After Mina’s funeral, everything was a rush. A whir of must-dos. The rental of a tow-along and cramming all their scarce articles of love and time into black garbage bags, reused liquor crates from the wine store down 10th St. and Amazon smile boxes.
The most precious parts of their belongings other than Claude’s paintings, and Ben’s toy bull, Moritz, is a small black box containing Mina’s ashes. It rests in the back of the wagon, in between boxes and the stow-away cat. Ben turns to look at the black box often to be sure his mama is ok. They pull into the parking lot of the general store and Ben quizzes his mother’s comfort.
Mama, we are here. Do you remember being here. This island?
Of course, there is no response from the black box, and Ben sighs when the wagon finally turns off and rests in the store parking lot.
A blue heron also parks in the lot. He stands still, waiting for food. It’s a village wide joke and practice feeding the heron named George; folks throw rotted bait fish and Doritos at George. George being a wise and discerning bird, knows he can wait for the good stuff, the fresh food early in the morning when the store opens, and a kind-hearted clerk, old and stiff in the joints like George, brings fresh fish heads from his other place of business, a small seafood processing hut.
George’s small bubble-eyes rotate when he focuses on Ben, who clambers out of the hot Volvo, standing and stretching and waiting for his father to roll out of the car.
“Wow, this is a trip, huh — same old store,” says Claude to nobody.
Ben smiles. He is getting used to his father Claude’s statements to no one.
Since Mina’s death, Ben sees his father slipping. Sure, the long drive south left little space for full conversations. At one point Claude sang ninety-nine bottles of beer on the wall, just to force some sound to the still air that filled their wagon traveling south through the Pennsylvania mountains.
Then the heavy Virginia traffic switched Claude to a silent stress.
Each time Ben mumbled about something interesting in their passing-bys, Claude jumped, shaken from concentration. Trying to please his boy while keeping them from an accident, he exclaims often...

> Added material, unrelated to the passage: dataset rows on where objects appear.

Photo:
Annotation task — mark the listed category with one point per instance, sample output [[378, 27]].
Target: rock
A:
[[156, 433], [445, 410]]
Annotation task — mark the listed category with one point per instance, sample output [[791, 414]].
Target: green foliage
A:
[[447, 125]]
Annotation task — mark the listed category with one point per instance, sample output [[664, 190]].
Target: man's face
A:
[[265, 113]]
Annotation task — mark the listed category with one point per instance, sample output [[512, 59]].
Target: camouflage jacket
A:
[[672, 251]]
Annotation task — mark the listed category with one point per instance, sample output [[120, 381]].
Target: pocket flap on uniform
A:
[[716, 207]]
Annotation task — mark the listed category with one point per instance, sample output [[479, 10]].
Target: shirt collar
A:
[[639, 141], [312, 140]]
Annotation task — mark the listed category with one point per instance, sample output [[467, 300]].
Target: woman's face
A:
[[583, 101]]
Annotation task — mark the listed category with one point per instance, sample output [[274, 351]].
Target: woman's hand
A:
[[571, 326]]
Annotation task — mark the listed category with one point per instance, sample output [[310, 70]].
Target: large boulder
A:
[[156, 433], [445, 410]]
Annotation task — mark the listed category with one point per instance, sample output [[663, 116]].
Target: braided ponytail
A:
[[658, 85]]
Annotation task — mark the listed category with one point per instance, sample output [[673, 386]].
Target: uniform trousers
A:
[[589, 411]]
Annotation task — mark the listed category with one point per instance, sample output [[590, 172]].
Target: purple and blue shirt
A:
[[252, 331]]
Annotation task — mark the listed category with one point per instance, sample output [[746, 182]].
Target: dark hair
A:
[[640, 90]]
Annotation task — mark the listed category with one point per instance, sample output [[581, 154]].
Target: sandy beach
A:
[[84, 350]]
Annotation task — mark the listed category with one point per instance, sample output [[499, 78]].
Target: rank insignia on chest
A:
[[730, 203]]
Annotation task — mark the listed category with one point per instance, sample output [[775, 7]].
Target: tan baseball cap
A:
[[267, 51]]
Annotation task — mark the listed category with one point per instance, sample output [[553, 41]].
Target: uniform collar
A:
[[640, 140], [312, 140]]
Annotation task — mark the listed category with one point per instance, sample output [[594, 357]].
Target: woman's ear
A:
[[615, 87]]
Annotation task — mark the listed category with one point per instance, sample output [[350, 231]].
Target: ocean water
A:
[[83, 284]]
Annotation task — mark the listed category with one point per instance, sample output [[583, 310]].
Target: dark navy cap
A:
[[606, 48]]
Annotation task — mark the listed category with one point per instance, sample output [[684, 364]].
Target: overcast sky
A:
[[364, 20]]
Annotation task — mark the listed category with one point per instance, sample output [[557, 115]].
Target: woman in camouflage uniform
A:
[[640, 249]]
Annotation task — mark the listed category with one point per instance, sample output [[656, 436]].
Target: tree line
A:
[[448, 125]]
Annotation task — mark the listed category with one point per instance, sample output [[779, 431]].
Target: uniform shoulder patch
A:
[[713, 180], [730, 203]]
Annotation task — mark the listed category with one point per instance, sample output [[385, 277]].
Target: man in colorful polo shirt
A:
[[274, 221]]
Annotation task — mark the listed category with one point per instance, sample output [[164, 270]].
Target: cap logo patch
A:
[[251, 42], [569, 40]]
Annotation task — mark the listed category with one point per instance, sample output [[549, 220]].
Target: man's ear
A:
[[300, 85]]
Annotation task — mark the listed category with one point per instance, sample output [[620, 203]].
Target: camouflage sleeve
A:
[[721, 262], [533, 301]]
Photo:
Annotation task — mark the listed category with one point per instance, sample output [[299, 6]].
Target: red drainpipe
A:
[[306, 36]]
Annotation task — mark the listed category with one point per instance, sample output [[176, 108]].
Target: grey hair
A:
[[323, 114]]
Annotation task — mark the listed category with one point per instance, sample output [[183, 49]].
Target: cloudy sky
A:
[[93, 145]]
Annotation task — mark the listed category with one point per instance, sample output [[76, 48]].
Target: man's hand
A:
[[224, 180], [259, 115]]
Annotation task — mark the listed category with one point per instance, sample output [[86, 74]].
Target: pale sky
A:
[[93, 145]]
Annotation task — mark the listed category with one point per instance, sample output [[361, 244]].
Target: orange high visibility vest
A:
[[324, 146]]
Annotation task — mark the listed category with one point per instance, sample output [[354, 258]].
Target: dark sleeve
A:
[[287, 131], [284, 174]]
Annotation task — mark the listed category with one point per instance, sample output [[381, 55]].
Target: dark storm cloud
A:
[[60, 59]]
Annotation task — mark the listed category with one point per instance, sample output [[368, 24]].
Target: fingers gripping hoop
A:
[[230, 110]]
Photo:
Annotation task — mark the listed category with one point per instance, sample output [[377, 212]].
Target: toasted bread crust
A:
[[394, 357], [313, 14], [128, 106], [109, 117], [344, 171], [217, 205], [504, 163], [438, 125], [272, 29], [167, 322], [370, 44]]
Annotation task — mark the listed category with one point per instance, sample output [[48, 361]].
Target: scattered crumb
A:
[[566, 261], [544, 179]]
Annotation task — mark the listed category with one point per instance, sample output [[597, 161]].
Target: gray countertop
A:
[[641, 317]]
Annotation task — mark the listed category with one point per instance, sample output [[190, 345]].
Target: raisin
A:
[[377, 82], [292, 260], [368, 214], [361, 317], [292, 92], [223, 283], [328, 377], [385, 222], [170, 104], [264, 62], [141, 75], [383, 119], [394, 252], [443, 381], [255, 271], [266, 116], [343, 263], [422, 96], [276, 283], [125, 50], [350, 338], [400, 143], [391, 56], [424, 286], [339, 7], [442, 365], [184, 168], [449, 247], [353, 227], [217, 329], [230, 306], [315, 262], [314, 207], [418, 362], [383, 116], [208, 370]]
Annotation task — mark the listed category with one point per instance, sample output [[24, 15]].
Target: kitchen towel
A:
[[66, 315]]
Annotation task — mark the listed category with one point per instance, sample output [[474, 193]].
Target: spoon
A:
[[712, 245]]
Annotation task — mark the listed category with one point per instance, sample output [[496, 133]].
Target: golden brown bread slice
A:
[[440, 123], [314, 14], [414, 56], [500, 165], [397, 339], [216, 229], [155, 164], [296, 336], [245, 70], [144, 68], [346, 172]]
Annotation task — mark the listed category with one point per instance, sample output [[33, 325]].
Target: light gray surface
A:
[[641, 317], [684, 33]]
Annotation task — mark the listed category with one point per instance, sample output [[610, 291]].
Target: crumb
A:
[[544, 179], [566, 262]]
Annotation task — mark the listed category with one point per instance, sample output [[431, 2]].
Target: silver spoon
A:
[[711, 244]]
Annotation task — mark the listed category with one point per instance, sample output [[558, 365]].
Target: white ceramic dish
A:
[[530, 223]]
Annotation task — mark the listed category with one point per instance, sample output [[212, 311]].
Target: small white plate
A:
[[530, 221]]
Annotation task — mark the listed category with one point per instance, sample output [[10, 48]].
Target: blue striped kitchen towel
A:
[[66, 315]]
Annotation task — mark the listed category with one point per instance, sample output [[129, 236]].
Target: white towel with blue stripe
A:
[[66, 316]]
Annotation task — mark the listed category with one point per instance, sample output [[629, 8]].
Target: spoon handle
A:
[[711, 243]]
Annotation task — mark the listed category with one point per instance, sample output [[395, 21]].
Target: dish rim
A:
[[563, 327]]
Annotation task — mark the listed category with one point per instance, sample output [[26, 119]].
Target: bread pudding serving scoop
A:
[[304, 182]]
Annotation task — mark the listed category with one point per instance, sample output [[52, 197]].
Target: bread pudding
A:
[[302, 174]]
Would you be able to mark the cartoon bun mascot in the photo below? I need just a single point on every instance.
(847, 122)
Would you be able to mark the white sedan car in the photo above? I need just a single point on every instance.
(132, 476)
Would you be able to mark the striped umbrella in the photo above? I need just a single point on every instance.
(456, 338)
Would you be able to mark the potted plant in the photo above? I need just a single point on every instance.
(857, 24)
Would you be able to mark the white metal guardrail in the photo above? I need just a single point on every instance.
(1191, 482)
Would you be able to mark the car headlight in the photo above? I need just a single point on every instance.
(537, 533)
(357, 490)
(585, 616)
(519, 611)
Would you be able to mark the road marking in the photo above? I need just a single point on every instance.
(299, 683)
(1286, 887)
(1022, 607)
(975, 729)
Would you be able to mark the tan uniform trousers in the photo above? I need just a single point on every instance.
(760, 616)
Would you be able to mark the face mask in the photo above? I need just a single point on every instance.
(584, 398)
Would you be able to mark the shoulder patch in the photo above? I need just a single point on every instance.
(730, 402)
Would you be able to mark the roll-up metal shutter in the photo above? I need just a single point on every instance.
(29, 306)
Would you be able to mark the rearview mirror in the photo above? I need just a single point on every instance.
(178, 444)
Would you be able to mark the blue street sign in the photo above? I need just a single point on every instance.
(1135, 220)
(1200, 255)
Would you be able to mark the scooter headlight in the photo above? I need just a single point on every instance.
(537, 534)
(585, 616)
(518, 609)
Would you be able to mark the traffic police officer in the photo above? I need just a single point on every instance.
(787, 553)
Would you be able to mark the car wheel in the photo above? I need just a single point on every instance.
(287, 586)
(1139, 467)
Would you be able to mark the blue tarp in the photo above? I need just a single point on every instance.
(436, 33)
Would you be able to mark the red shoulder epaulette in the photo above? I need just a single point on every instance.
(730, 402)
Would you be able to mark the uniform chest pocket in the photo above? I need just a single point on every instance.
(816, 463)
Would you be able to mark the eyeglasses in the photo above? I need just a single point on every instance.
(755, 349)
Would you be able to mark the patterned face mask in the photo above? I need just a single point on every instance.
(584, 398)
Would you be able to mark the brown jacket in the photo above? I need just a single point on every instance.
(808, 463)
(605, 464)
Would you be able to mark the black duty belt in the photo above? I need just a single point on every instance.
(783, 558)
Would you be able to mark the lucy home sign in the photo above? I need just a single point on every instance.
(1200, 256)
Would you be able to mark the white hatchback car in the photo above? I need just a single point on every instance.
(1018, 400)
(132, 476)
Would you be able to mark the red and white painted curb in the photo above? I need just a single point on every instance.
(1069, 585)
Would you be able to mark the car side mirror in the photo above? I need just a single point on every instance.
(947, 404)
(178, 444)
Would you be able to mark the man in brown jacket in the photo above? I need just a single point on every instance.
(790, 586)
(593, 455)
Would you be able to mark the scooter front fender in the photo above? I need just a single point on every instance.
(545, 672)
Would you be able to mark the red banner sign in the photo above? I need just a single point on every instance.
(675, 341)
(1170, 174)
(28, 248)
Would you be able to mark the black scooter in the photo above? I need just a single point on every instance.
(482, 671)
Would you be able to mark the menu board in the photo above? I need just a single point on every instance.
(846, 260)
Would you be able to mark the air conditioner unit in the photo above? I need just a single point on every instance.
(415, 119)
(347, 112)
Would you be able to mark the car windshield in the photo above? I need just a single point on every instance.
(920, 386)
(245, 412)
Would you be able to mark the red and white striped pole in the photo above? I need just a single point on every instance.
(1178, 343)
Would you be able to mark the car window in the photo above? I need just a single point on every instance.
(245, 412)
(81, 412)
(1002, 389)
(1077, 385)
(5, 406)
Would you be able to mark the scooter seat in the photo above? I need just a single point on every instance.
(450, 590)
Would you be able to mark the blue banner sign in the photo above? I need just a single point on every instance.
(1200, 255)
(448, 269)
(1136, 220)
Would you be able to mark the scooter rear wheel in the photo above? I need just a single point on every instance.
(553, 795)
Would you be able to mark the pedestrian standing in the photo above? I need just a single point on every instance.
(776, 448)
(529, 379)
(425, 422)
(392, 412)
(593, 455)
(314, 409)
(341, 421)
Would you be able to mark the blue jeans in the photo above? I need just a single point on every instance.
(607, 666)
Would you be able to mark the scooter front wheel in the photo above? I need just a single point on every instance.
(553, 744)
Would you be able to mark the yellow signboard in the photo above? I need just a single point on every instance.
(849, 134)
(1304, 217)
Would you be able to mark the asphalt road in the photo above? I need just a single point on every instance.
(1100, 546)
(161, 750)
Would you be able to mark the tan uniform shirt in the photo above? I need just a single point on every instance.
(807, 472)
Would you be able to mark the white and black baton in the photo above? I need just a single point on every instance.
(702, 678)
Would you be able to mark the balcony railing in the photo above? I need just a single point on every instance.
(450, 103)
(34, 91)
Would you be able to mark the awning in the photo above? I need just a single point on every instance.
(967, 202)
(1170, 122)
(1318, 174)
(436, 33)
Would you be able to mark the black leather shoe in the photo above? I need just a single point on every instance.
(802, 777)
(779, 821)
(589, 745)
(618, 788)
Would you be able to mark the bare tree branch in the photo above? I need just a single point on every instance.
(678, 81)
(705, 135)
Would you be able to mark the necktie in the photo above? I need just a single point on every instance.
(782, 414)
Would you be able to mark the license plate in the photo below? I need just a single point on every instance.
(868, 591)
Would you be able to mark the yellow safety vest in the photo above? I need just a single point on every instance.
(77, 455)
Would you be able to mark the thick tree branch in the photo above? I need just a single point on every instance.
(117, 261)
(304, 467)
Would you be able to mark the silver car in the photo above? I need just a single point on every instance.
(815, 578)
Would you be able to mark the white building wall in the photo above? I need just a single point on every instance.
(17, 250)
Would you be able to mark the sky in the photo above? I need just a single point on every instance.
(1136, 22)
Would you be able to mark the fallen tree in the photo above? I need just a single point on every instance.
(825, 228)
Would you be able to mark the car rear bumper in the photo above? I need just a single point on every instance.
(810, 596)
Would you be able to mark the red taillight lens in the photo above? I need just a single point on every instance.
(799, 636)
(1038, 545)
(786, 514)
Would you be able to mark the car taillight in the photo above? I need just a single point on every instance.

“Benboy, I need to drive, ok?”
So Ben was silent the rest of the trip through the Carolinas, Georgia and Tennessee. It wasn’t until they entered Alabama and the endless procession of pine tree landscapes on I65, which gripped Ben silly with boredom, that Claude finally comforted Ben’s restlessness and talked.
You know, your mother didn’t care for the South either.
Ben smirks and stuffs his hand into the Igloo cooler at his feet, pulling out a plastic bottle full of warm water. He offers it to Claude, the driver needs to be hydrated at all times.
You will see, that where we are going, it’s inspiring. The beaches, the salt air. It’s ...
Claude’s sentence drifts with the movement of traffic.
Ben puts the bottle of water away. He doesn’t require his father to entertain him. Ben, a wise child senses that silence is more important then talk right now, but he also knows his father worries about his comfort, so Ben says, “It’s all ok Papa, we are in this together!”
“Yes thick as thieves and pirates.”
“Pirates Papa?”
“Yes Pirates, there are lots of pirates where we are going.”
And so Claude exits the volvo, stretches his sun kissed arms, adjusting threadbare jeans that hang loosely with the help of a bungee cord serving as a belt, Claude presses his hands across his forehead.
“ARRgh,” Claude whispers, touching Ben’s shoulder.
Like pirates with new hunger they enter the store.